«Faites-le transporter à l'infirmerie et prenez votre temps. Vous
m'avez compris…»
Selon nos informations, c'est l'ordre qu'aurait donné le général
Henri Poncet à ses officiers, après l'arrestation de l'Ivoirien
Firmin Mahé • Le «coupeur de route » a été tué par étouffement le 13
mai dernier •
par Jean-Dominique MERCHET
LIBERATION.FR : jeudi 01 décembre 2005 - 12:56
«Faites-le transporter à l'infirmerie et prenez votre temps. Vous
m'avez compris…» C'est l'ordre qu'aurait transmis le général Henri
Poncet à ses subordonnés, après l'arrestation par les militaires
français de l'Ivoirien Firmin Mahé, le 13 mai 2005. Le
jeune «coupeur de route» (bandit) avait été blessé à la jambe par
balle le jour même. Il a ensuite été tué par étouffement au cours de
son transfert à bord d'un véhicule militaire. Remis à l'hopital de
Man, son corps n'a pas été réclamé par sa famille.

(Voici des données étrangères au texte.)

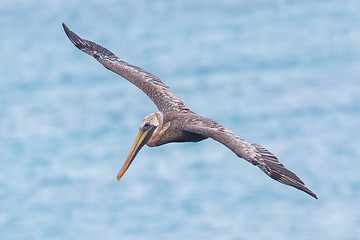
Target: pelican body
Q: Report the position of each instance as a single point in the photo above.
(177, 123)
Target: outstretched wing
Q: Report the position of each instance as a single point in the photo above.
(252, 152)
(165, 99)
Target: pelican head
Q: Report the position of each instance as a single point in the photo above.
(148, 131)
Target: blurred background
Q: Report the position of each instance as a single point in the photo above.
(284, 74)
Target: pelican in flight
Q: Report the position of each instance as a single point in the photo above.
(177, 123)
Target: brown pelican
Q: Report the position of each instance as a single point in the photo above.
(177, 123)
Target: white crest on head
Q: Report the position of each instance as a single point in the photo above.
(152, 119)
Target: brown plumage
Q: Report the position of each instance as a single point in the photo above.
(176, 123)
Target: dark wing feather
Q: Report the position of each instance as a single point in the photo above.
(165, 99)
(252, 152)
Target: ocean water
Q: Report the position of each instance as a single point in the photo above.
(284, 74)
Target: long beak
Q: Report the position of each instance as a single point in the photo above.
(141, 139)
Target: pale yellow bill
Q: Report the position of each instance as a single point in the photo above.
(138, 144)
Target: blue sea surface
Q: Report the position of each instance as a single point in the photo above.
(284, 74)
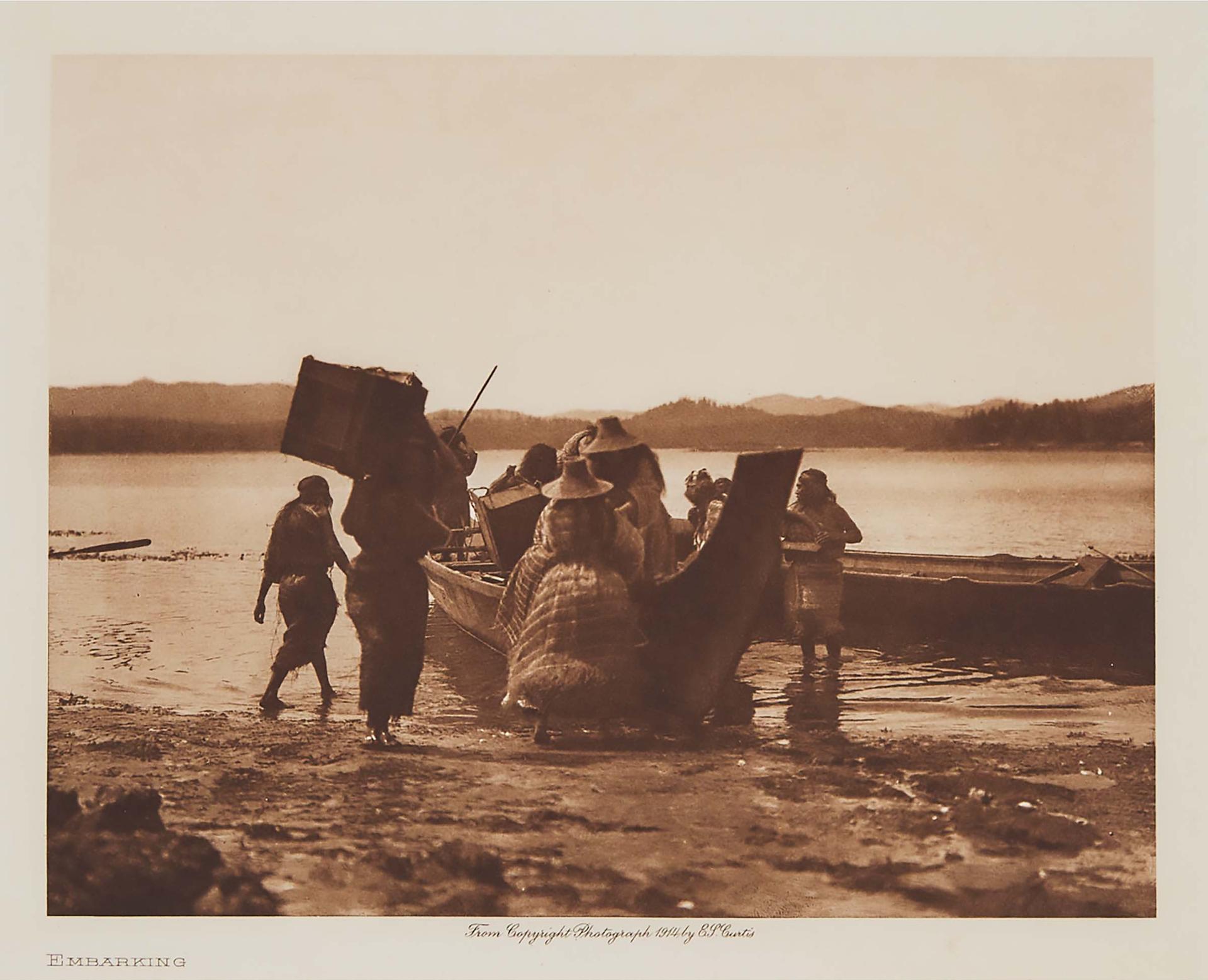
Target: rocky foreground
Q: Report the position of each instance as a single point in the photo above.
(264, 816)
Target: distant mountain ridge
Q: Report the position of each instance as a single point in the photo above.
(198, 417)
(793, 405)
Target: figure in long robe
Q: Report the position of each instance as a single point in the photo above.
(301, 550)
(576, 649)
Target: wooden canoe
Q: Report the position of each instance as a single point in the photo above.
(698, 620)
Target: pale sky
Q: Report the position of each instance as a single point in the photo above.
(613, 232)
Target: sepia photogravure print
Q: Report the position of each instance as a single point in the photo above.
(597, 501)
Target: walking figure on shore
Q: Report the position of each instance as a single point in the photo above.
(815, 578)
(301, 550)
(391, 514)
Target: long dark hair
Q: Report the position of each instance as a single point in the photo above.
(620, 468)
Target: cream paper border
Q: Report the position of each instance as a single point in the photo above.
(1172, 35)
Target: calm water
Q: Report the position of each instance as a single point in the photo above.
(179, 632)
(1051, 503)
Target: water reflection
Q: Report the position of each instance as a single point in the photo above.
(812, 694)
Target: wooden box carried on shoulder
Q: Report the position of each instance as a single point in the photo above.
(508, 520)
(350, 418)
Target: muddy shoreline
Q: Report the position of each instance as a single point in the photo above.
(735, 822)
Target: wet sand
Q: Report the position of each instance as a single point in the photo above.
(876, 787)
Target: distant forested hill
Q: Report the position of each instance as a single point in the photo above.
(1121, 417)
(150, 417)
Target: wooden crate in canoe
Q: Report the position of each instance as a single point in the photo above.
(349, 418)
(508, 520)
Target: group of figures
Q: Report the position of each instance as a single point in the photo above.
(569, 610)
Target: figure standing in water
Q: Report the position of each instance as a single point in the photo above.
(302, 548)
(391, 514)
(815, 578)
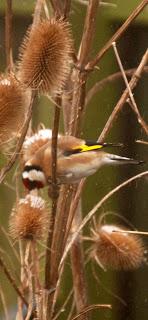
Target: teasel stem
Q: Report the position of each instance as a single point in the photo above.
(12, 281)
(8, 35)
(15, 155)
(78, 268)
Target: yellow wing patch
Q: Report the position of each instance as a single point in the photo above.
(84, 148)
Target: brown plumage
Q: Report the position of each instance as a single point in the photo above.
(76, 159)
(13, 107)
(29, 219)
(45, 56)
(117, 250)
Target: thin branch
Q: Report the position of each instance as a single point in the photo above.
(92, 307)
(132, 101)
(66, 10)
(117, 34)
(136, 76)
(37, 12)
(98, 86)
(54, 192)
(5, 307)
(12, 280)
(98, 206)
(88, 33)
(8, 35)
(78, 268)
(12, 160)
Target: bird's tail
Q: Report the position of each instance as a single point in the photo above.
(112, 158)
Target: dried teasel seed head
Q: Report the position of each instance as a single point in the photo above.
(14, 101)
(45, 56)
(117, 250)
(33, 143)
(29, 219)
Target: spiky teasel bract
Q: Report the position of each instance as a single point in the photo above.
(29, 219)
(14, 101)
(33, 143)
(45, 56)
(116, 250)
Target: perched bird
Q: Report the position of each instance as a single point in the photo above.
(76, 159)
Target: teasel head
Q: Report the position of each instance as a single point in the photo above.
(29, 219)
(113, 248)
(14, 101)
(45, 56)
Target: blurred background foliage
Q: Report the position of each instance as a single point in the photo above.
(131, 202)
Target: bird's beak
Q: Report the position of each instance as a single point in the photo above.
(105, 144)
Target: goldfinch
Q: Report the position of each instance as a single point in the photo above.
(76, 159)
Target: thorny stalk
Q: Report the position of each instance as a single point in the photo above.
(135, 78)
(12, 280)
(99, 86)
(8, 35)
(54, 190)
(117, 34)
(132, 101)
(15, 155)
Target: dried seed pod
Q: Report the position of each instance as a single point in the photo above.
(14, 101)
(45, 56)
(29, 218)
(33, 143)
(117, 250)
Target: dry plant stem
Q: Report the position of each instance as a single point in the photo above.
(12, 281)
(117, 34)
(8, 35)
(35, 266)
(132, 101)
(98, 86)
(37, 12)
(54, 193)
(136, 76)
(4, 304)
(57, 7)
(98, 206)
(64, 305)
(57, 242)
(12, 160)
(79, 75)
(66, 10)
(92, 307)
(88, 33)
(78, 268)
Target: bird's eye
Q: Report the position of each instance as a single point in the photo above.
(30, 185)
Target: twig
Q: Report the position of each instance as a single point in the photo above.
(54, 192)
(92, 307)
(98, 86)
(136, 76)
(20, 141)
(12, 280)
(8, 35)
(37, 12)
(132, 101)
(78, 270)
(80, 77)
(93, 211)
(66, 10)
(88, 33)
(64, 305)
(117, 34)
(5, 307)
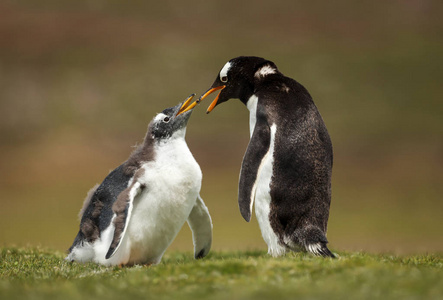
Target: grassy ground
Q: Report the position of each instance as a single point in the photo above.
(33, 273)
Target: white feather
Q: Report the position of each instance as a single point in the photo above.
(265, 70)
(172, 182)
(224, 71)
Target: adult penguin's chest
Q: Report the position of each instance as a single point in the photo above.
(261, 194)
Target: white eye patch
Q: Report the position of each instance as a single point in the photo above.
(159, 117)
(265, 70)
(224, 72)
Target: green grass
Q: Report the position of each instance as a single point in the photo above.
(34, 273)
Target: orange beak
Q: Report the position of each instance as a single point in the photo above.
(185, 106)
(214, 102)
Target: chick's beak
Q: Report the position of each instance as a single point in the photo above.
(185, 106)
(214, 102)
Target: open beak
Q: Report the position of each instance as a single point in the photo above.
(210, 91)
(185, 106)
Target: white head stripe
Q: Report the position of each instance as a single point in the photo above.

Confronté hier à ses hommes lors de sa garde à vue, le colonel Eric
Burgaud a craqué. Il a reconnu avoir transmis cet ordre après
l'avoir reçu directement de son supérieur, le général Poncet,
commandant de l'opération Licorne. «Blâmé» et muté à la direction du
renseignement militaire, ce dernier devrait être rapidement entendu
par la justice. Il a demandé à être reçu par la ministre de la
Défense, Michèle Alliot-Marie, qui l'a éconduit.
Le colonel Burgaud a-t-il été plus explicite dans l'ordre transmis à
ses trois subordonnés, l'adjudant-chef Raugel, le brigadier-chef
Schnier et le brigadier Ben Youssouf ? La justice devra le dire.
Selon leurs témoignages, «il fallait que Mahé arrive mort» à
l'hopital. L'hypothèse d'une balle dans la tête aurait été évoquée,
avant d'en venir à la solution de l'étouffement. «Ils n'ont pas pété
les plombs et n'ont fait qu'exécuter les ordres reçus» explique leur
avocat, Me Jacques Tremolet de Villers. Tous les militaires français
ont l'obligation de refuser d'obéir à des ordres manifestement
illégaux.
L'adjudant-chef Raugel, 41 ans, a été mis en examen pour «homicide
volontaire», alors que les trois autres militaires le sont
pour «complicité d'homicide volontaire». Issu comme ces hommes des
chasseurs alpins, le colonel a tenu a «assumer la responsabilité
morale et humaine des actes commis par ses subordonnés», selon son
avocat Me Alexis Gublin. Alors que deux d'entre eux (Raugel et
Schnier) ont été incarcérés mercredi soir à la prison de la Santé,
l'officier a lui aussi demandé à l'être, ce que le juge des libertés
a refusé. Il a été remis en liberté sous contrôle judiciaire, comme
le brigadier Ben Youssouf. L'affaire sera jugé par le tribunal aux
armées de Paris, composé de magistrats civils mais seul compétent
pour les crimes commis par des militaires français à
l'étranger. «Cette affaire est monument d'hypocrisie, s'insurge Me
Tremolet de Villers. On n'a pas voulu incarcérer un colonel. Cela
aurait été une première depuis la guerre d'Algérie».